Globus: Speaking about this whole diabetes and weight-loss category, one that was not ours that I happen to think is a really strong name is, um, Victoza. [Editor’s note: Victoza is a diabetes treatment that has not been approved for weight loss, but some doctors have started prescribing it for that purpose. The FDA has given the drug a black box warning for thyroid cancer risk.]
That does sound like victory. I’m surprised that it got through.
Globus: So, you know, there’s—there’s definitely some envelope-pushing that goes on. I happen to think that is a really strong name. I wish that one were ours.
Wise: One that I love is Jardiance. [Editor’s note: Jardiance is another diabetes drug.] But when Jardiance came out, I was like, I just think it’s so beautiful because it’s like, you get the radiance, you get dance. Um, the French word for garden—jardin—is in there, so it’s very colorful and there’s just so much beautiful, elegant energy to it.

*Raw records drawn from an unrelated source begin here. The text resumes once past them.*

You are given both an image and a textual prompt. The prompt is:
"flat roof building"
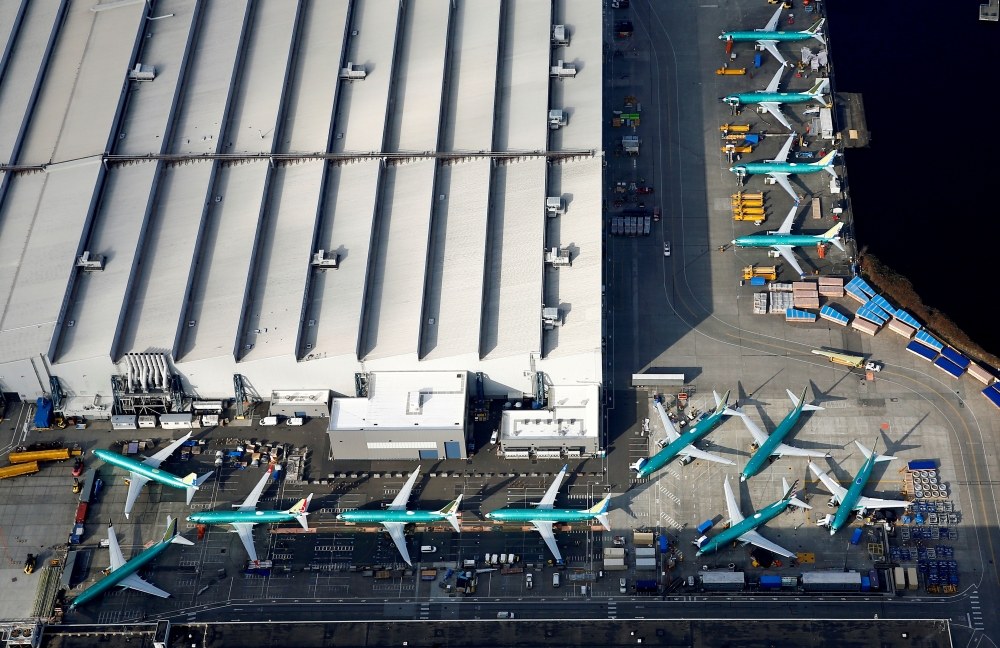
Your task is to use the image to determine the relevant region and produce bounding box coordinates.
[0,0,603,446]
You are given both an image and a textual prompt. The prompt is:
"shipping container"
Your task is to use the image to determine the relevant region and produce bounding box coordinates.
[802,572,861,592]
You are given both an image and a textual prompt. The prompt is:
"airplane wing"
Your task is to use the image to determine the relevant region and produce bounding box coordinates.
[740,530,795,558]
[774,443,830,457]
[761,102,792,130]
[680,445,736,466]
[108,526,127,571]
[382,522,413,565]
[725,477,743,525]
[232,522,257,563]
[809,461,847,502]
[757,41,788,66]
[762,5,782,31]
[142,432,191,468]
[389,466,420,512]
[118,574,170,598]
[125,472,149,517]
[767,171,799,203]
[778,204,799,235]
[854,497,910,509]
[531,520,562,562]
[773,245,806,277]
[736,409,767,445]
[237,468,273,511]
[764,67,785,92]
[538,466,566,508]
[771,133,795,162]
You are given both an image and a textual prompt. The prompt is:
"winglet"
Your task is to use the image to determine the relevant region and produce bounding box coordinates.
[438,495,462,533]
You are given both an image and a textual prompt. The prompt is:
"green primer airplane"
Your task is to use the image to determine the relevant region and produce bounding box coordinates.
[337,466,462,565]
[736,388,830,482]
[722,67,830,130]
[188,467,312,565]
[696,477,812,558]
[94,432,213,519]
[809,437,910,535]
[733,202,844,277]
[629,392,738,478]
[729,133,837,205]
[69,516,194,609]
[719,7,826,66]
[486,465,611,565]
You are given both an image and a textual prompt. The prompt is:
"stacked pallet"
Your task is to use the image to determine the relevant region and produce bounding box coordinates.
[792,281,819,309]
[819,277,844,297]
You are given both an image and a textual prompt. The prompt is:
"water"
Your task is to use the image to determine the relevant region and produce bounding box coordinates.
[820,0,1000,354]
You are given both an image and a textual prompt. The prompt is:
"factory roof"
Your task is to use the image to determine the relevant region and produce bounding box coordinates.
[0,0,602,384]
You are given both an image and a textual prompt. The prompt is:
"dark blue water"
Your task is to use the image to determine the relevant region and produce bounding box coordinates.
[820,0,1000,354]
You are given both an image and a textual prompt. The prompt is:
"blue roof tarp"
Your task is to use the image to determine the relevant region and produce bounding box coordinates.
[906,342,937,362]
[941,347,969,369]
[983,385,1000,408]
[913,331,944,353]
[35,397,53,430]
[934,356,964,378]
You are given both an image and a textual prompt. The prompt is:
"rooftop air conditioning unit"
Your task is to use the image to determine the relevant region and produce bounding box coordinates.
[76,252,104,272]
[549,59,576,78]
[312,250,340,270]
[128,63,156,81]
[552,25,569,47]
[340,61,368,81]
[549,110,569,130]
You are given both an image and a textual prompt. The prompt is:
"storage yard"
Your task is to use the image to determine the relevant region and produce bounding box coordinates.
[0,0,1000,646]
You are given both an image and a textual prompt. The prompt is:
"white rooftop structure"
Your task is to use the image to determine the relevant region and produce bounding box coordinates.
[0,0,603,408]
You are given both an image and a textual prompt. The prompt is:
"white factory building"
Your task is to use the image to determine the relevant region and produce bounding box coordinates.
[0,0,603,454]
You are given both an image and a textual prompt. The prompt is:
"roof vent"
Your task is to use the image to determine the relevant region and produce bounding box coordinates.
[76,252,104,272]
[128,63,156,81]
[549,59,576,79]
[312,250,340,270]
[549,110,569,130]
[340,61,368,81]
[552,25,569,47]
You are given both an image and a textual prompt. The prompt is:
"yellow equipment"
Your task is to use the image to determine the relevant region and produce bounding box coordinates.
[743,265,778,281]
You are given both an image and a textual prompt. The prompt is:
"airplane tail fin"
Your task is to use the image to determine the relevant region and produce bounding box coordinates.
[781,477,812,509]
[285,493,313,531]
[438,495,462,533]
[163,515,194,545]
[803,18,826,45]
[785,387,823,412]
[854,437,895,461]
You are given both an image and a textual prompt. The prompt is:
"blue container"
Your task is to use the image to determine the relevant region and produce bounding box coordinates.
[760,576,781,589]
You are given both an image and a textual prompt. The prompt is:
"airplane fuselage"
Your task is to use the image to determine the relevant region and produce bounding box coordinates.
[697,500,788,556]
[94,448,191,489]
[723,92,815,105]
[188,511,295,524]
[719,30,813,43]
[486,508,594,522]
[636,412,725,477]
[337,510,447,524]
[733,232,826,248]
[830,453,875,534]
[736,408,812,481]
[729,162,826,175]
[72,541,170,607]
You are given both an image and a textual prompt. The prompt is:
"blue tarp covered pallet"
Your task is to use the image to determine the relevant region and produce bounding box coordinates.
[941,347,969,369]
[983,385,1000,409]
[913,331,944,353]
[934,356,965,378]
[906,342,937,362]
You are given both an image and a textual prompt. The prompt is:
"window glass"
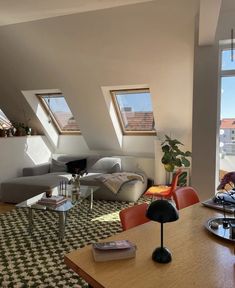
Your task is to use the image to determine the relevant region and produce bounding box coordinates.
[38,94,80,133]
[221,49,235,71]
[112,90,155,133]
[0,109,12,129]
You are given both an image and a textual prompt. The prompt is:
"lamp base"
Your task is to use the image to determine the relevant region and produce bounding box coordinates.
[152,247,172,263]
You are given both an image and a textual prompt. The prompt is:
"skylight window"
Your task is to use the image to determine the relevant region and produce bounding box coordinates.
[0,109,12,129]
[37,93,80,134]
[111,89,156,135]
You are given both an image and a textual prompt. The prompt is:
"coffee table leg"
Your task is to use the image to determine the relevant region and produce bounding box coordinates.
[59,212,66,240]
[28,207,33,235]
[90,188,93,211]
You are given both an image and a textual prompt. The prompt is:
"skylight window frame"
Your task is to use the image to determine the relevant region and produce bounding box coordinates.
[110,88,157,136]
[36,93,81,135]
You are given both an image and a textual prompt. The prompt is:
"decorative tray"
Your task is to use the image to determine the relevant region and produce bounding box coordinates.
[205,217,235,242]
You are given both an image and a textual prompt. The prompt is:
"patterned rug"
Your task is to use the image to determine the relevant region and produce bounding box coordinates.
[0,198,149,288]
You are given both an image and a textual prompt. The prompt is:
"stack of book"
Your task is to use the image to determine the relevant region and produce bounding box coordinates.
[37,195,67,208]
[92,240,136,262]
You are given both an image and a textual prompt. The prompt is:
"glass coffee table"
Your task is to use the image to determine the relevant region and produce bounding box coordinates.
[16,185,99,240]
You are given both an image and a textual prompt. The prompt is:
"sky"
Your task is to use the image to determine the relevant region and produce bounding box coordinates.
[220,50,235,119]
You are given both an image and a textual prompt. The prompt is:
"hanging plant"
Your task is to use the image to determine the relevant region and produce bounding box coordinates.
[161,135,192,172]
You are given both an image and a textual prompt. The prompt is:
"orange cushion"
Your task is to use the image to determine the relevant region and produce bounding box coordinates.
[145,185,171,195]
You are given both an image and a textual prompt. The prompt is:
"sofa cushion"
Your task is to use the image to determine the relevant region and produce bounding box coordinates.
[66,159,87,174]
[88,157,121,173]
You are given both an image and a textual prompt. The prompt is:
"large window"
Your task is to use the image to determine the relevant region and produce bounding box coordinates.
[111,89,156,135]
[0,109,12,129]
[219,47,235,182]
[37,93,80,134]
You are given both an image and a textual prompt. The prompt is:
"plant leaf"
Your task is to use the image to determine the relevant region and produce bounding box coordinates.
[181,157,190,167]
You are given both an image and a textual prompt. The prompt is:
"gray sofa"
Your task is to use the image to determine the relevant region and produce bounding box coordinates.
[0,155,147,203]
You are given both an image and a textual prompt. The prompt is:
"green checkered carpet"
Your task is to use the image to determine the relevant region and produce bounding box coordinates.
[0,198,149,288]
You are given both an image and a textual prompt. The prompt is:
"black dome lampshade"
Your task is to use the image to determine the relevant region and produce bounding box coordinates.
[146,199,179,263]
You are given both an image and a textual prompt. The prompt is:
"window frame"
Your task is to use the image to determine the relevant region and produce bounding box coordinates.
[35,92,81,135]
[110,88,157,136]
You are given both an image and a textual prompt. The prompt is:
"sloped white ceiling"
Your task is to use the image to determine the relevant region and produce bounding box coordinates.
[0,0,197,151]
[0,0,153,25]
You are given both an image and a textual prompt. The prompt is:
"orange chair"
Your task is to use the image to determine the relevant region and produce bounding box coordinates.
[145,169,182,200]
[173,186,200,210]
[119,203,150,230]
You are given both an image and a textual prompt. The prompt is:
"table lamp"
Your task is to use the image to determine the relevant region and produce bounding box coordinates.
[146,199,179,263]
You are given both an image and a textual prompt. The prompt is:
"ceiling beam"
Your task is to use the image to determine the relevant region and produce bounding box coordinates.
[198,0,222,46]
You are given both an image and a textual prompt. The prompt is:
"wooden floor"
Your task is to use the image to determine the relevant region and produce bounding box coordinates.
[0,202,15,214]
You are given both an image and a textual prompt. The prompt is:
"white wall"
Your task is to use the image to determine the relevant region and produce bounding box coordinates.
[0,136,51,183]
[0,0,197,158]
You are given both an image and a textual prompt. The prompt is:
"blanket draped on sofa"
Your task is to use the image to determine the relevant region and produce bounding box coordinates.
[96,172,144,194]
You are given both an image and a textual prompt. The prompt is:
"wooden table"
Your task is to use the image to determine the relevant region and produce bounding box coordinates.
[65,203,235,288]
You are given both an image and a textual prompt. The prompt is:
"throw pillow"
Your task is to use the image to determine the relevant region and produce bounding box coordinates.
[50,159,67,172]
[66,159,86,174]
[89,157,121,173]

I’m here to make you feel better about it by telling you it sounds like Giardia (as in the parasite that causes stomach problems.) Giardia is not a fun connotation.
Wise: No, it is not at all.
How much do you get paid for naming?
Wise: I mean, it’s very much an investment. We would have to ask our team if we could say a range for you.

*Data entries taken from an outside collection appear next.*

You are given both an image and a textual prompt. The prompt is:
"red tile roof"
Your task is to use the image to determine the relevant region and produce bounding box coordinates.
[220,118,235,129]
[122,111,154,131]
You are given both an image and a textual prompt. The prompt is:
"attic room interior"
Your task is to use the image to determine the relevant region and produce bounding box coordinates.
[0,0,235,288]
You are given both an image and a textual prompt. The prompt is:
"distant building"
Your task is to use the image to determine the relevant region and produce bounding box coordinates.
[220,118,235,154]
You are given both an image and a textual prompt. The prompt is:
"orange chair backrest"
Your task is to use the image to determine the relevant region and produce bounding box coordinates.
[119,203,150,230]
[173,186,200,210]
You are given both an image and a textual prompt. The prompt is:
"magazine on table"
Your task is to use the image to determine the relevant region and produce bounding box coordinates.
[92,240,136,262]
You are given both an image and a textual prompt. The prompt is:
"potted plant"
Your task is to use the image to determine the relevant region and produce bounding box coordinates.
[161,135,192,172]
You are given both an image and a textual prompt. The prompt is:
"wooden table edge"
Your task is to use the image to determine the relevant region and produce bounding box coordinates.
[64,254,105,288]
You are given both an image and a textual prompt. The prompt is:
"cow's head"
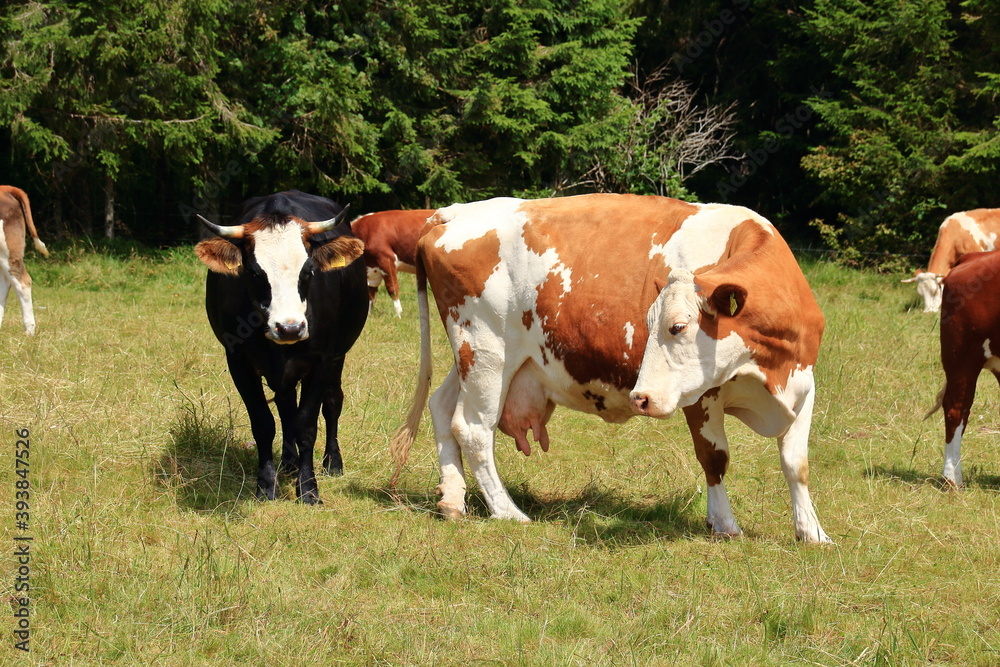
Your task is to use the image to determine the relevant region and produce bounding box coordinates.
[903,271,944,313]
[631,269,750,417]
[195,208,364,343]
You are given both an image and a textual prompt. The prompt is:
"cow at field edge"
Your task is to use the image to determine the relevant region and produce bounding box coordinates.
[903,208,1000,313]
[351,209,434,317]
[0,185,49,335]
[392,194,829,542]
[927,252,1000,486]
[195,190,368,504]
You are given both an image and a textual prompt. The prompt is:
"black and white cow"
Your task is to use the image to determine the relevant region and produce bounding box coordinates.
[195,190,368,504]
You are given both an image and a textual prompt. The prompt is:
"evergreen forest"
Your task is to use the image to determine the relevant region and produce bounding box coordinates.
[0,0,1000,270]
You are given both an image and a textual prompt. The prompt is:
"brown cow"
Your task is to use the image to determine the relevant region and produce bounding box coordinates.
[392,194,829,542]
[903,208,1000,313]
[0,185,49,335]
[927,252,1000,486]
[351,209,434,317]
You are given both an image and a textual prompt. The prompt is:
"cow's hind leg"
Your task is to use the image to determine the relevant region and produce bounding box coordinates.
[10,261,35,336]
[684,389,743,537]
[226,355,277,500]
[778,385,831,543]
[429,366,466,519]
[378,254,403,317]
[0,270,10,330]
[323,358,352,476]
[941,363,981,487]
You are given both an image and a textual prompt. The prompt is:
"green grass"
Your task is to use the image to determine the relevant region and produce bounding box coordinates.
[0,247,1000,665]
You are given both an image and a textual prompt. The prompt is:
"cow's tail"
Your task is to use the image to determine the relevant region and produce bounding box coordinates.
[10,188,49,257]
[389,249,431,488]
[924,382,948,419]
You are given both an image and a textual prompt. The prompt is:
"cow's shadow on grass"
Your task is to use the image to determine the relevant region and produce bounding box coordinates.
[865,465,1000,491]
[153,402,257,515]
[343,481,708,547]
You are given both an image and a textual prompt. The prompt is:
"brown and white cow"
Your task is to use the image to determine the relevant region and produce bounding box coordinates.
[927,252,1000,486]
[903,208,1000,313]
[351,209,434,317]
[392,194,829,542]
[0,185,49,335]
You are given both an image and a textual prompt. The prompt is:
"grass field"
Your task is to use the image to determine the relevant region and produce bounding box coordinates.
[0,247,1000,665]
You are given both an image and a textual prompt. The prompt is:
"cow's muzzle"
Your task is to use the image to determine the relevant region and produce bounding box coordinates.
[267,320,309,345]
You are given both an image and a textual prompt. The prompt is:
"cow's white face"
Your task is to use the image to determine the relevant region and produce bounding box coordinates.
[248,220,312,343]
[630,269,750,417]
[916,272,944,313]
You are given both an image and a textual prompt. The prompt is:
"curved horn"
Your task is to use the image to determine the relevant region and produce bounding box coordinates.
[197,214,243,239]
[306,204,351,234]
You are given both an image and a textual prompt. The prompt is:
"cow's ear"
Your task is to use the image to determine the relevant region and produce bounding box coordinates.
[194,236,243,276]
[705,283,747,317]
[313,236,365,271]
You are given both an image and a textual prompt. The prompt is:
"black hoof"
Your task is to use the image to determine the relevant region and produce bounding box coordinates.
[254,487,278,500]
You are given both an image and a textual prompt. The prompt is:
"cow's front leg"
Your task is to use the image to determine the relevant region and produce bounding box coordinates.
[226,354,277,500]
[295,371,326,505]
[451,364,531,523]
[323,358,344,476]
[778,383,831,543]
[684,389,743,537]
[429,366,466,519]
[274,385,299,475]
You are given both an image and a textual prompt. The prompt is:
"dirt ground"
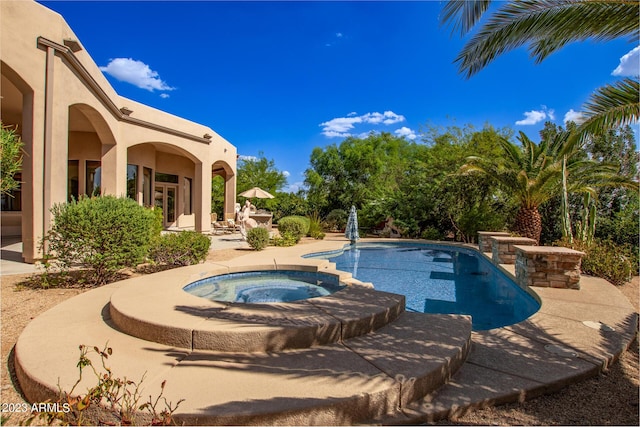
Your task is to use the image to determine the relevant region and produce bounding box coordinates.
[0,249,640,426]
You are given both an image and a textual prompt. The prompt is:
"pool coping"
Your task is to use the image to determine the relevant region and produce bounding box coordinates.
[16,236,638,424]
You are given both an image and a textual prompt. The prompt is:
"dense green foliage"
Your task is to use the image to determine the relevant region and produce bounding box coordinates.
[540,123,640,251]
[44,196,159,285]
[278,216,310,243]
[150,231,211,266]
[307,212,325,240]
[0,122,24,194]
[247,227,269,251]
[558,240,640,285]
[306,126,512,241]
[306,124,638,251]
[269,191,310,222]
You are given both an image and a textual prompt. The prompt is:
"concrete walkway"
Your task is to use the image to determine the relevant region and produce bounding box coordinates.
[10,235,638,425]
[0,233,249,276]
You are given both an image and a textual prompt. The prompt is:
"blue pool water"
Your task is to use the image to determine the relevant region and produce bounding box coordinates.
[307,243,540,330]
[184,270,344,304]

I’m just curious if it costs the pharma company tens of thousands of dollars or millions of dollars.
Globus: There are always variables. Not millions. It’s in the five-to-six-figures range.
Do you think you could be replaced by A.I.?
Wise: I am not worried. Right now I use A.I. kind of as another team member who just happens to know everything. There is more of a human element at every stage of the naming process than I think most people realize. It would be difficult to be wholly replaced, at least this early in the A.I. game.